I listened to him on that episode. While I understand his feelings, they are just his feelings. It's not his water. There's shit I don't like in my profession but I deal with it because it's not my world and it's not his either. Buzz me on the flat to drive me off? Two can play that game. I like to think I'm more mature, but then I remember how homicidal I feel when a grandma pulls out in front of me on the highway and drives 35 mph. I'm working on it.


----------



## The Fin

MRichardson said:


> I listened to him on that episode. While I understand his feelings, they are just his feelings. It's not his water. There's shit I don't like in my profession but I deal with it because it's not my world and it's not his either. Buzz me on the flat to drive me off? Two can play that game. I like to think I'm more mature, but then I remember how homicidal I feel when a grandma pulls out in front of me on the highway and drives 35 mph. I'm working on it.


Remember that granny might be packing and feel threatened if you road rage her! She might “stand her ground “!


----------



## Naturecoastfly

I understand pot lickers. I learned to fish the tides most folks in my area can’t access due to larger flats boats and bay boats. All is well until an airboat or a tower boat burns up the flat you just poled for the last hour or more make a big circle and throw the boat in neutral from wide open and start casting to a busted school. Some things you just can’t control but I do have the luxury of being able to fish some afternoons during the week and that’s just pure gold. 

Thankfully we don’t have the jet ski issue up here. So much floating grass they spend more time cleaning it out than running across a flat. 
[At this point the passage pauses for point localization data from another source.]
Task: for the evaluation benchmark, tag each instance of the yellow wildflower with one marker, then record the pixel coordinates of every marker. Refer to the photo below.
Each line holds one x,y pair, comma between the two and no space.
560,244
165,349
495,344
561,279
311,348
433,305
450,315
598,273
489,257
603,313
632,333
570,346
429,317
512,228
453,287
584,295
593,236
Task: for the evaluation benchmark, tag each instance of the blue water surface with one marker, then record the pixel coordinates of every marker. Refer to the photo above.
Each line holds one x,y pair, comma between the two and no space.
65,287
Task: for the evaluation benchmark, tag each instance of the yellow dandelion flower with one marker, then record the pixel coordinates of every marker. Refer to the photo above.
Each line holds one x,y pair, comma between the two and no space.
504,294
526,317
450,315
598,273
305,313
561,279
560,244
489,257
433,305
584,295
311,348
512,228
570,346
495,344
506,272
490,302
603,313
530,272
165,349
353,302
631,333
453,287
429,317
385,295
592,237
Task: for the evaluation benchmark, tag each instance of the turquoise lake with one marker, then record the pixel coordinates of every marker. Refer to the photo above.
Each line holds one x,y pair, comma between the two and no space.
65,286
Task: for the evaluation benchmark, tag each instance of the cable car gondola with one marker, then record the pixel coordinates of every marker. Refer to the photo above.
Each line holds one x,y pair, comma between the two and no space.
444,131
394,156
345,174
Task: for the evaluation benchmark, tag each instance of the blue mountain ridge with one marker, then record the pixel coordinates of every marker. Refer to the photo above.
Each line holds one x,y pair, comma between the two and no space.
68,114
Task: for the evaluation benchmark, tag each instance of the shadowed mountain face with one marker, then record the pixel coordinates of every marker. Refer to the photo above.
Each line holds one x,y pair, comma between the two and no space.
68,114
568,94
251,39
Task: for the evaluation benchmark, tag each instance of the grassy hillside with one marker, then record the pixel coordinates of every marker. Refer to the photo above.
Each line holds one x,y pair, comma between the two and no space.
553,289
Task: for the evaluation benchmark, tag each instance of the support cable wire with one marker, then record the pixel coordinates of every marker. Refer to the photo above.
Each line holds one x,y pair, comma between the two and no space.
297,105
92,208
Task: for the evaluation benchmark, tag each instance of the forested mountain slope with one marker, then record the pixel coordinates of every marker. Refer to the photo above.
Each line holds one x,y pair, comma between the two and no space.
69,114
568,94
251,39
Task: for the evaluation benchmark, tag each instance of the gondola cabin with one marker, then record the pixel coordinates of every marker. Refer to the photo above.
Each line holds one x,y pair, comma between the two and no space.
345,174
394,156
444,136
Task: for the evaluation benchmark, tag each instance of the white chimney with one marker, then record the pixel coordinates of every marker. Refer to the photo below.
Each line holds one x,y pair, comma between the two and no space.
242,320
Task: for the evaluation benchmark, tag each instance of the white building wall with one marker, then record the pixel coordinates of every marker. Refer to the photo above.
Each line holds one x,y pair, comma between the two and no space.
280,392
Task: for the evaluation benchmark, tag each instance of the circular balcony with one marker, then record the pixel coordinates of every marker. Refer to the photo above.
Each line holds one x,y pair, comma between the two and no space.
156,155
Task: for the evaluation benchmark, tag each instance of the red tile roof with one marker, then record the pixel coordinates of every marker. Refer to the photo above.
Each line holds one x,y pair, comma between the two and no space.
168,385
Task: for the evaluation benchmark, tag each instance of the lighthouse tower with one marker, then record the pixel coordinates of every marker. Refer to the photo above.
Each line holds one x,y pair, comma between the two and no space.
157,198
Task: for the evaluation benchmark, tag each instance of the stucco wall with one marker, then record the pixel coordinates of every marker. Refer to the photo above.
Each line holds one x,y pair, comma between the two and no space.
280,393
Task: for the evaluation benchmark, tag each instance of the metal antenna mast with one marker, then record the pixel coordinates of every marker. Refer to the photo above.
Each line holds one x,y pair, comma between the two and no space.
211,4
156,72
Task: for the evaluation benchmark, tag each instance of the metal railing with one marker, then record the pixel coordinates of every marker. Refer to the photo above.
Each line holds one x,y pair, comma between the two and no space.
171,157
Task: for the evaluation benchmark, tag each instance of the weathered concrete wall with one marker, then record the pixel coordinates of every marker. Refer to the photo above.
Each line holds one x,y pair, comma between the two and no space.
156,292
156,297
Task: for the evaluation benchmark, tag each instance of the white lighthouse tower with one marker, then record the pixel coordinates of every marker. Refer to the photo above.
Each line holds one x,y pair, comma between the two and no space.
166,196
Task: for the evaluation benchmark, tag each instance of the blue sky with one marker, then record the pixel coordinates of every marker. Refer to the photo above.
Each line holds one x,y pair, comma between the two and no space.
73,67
Seems like for the most part we all agree. Just be courteous and use your head. If I see someone in one of “my spots” I just go to one of my other 500 spots


----------



## ElLobo

lemaymiami said:


> Bad actors can be found... anywhere.... but any guide who claims a particularly spot as "his" (don't think I've ever heard of a woman doing this sort of BS...) is just being a bully - and needs to be treated as such..... Places where there are more guides than "fishing spots" are where you'll usually find them. Fortunately most guides don't behave that way in my experience. Make no mistake though - most tarpon "spots" will only support one boat so if the idiot tries to set up on top of you - he's ruined both of your chances... That said, it's first come as far as any spot goes - and if someone is on that particular spot you've been dreaming about... simply stay away until they leave or come back another day. Something I learned many years ago is that other folks will only know a particular spot is of interest if they see you get all fired up about it... Nuff said about that...
> 
> Jason M has it right - stay well behind someone on the pole who's tarpon fishing (pretty obvious since they'll be out in the open, someone on the poling platform, with an angler in the bow.... but that's not the only thing to remember for beginners... Here's what I was taught - all those years ago for down in the Keys and similar areas...
> 
> First off how you hunt them is based on how they behave - migrating tarpon during the spawning season don't like to cross shallow areas - instead they'll try to go around them if possible. Folks who really know an area will set up on a point of a flat - or at the end of a blind channel - somewhere that moving fish will be following the bottom contour... So your first thing to learn oceanside of the Keys is never to run in four to eight feet of water if at all possible - stay out in a bit deeper water and you won't be spooking any tarpon. Next if there's a spot or a channel edge you want to set up on you simply can't run right up to it at all... Shut down as much as 500 yards out and ease into position with an electric motor or a pushpole (the way I did for so many years...) and if there's someone already working that spot or area, stay at least 200 yards away (300 is better but down in the Keys... not often possible..) and keep behind them - the first boat is the #1 position - and if he's staked out - so are you, period. If he's poling then you can too - but keep your distance - as the #2 boat you'll only become the #1 boat when the first guy has hooked up and is fighting a fish, etc (and yes some spots will accommodate a #3 spot.... (famous Buchanan Bank is one of them....). Done properly the #1 position gets the first shot at passing fish - the #2 only sees them after the #1 has already had their opportunity, etc. None of this works if there's no actual "spot" but you just have fish moving across really big flats - or following a shoreline going somewhere. The guiding principle, though, is that there ought to be a special corner in a really dark place for anyone that deliberately screws up another fellow's fishing...
> 
> All of this is just the beginning of learning to tarpon fish when you're sight-fishing them. Booking a guide in a new area to learn a bit first, is a great idea - and with the right guide you'll learn more in a day - than you will in a year on your own. Yes, it's very possible for a first timer trying to figure out a new area to spook a bunch of fish -or actually guarantee that they won't keep moving to where someone else is waiting on them - so the whole "etiquette" thing does take some learning.... and it is important.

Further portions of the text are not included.